59. Device according to claim 57, characterized in that a plurality of XOR gates (XORp1,p2,p3,p4) is provided, the first input of each of which is supplied from an output of a storage element (FF1,2,3,4) located in the code-producing series (30;33;35), and the second input of each of which is supplied from the output of a further storage element (FF8,15,20,23) located in the code-producing series (30;33;35), which is located at a distance downstream in the series (30;33;35) from the respective storage element (FF1, 2,3,4) by a number of storage elements, each of which corresponds to a different prime number that is greater than 1 but not an exact fraction of the total number of storage elements (FF1,2, . . . n) connected in series (30;33;35).

60. Device according to claim 57, characterized in that a plurality of code-programming storage elements (FFp1,p2,p3,p4, . . . pn), are provided and are each assigned to an AND gate (UNDp1,p2,p3,p4) and an XOR gate (XORp1,p2,p3,p4) and are connected in a series (31;34;36) that forms a closed loop, and at least one XOR gate (XORpp1) is arranged, the first input of which is connected to the output of a storage element (FFp6) located in the code-programming series (31;34;36), the second input of which is connected to the output of a further storage element (FFp5) located in the code-programming series (31;34;36), and the output of which is connected to the input of the storage element (FFp1) in the code-programming series (31;34;36) following the storage element (FFp6) that is connected to the first input of the XOR gate (XORpp1).

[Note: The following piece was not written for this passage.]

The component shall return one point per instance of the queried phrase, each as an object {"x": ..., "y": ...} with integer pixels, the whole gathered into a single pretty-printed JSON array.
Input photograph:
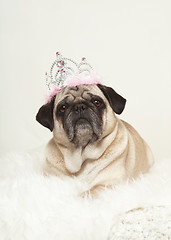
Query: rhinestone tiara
[{"x": 63, "y": 68}]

61. Device according to claim 57, characterized in that an AND gate (UNDpp1) is installed in the line that connects the second input of the at least one XOR gate (XORpp1) and the output of the further storage element (FFp3) located in the code-programming series (31;34;36) in such manner that the output of the AND gate (UNDpp1) is connected to the second input of the XOR gate (XORpp1), the first input of the AND gate (UNDpp1) is connected to the output of the further storage element (FFp3) located in the code-programming series (31;34;36), and the second input of the AND gate (UNDpp1) is connected to the output of a storage element (FFpp5) that is used for programming the code-programming series (31;34;36).

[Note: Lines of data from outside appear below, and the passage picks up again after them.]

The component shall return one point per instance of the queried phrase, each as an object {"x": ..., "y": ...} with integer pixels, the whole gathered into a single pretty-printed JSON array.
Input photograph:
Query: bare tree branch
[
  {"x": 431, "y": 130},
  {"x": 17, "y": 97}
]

62. Device according to claim 57, characterized in that a plurality of storage elements (FFpp1,pp2,pp3,pp4, . . . ppn) are provided and are used for programming the code-programming series (31;34;36), each being assigned to an AND gate (UNDpp1) and an XOR gate (XORpp1), and are connected in a series (32;37) that forms a closed loop, and at least one XOR gate (XORppp1) is arranged, the first input of which is connected to the output of a storage element (FFpp1) located in the series (32;37), the second input of which is connected to the output of a further storage element (FFpp3) located in the series (32;37), and the output of which is connected to the input of the storage element (FFpp2) in the series (32;37) immediately following the storage element (FFpp1) that is connected to the first input of the XOR gate (XORppp1).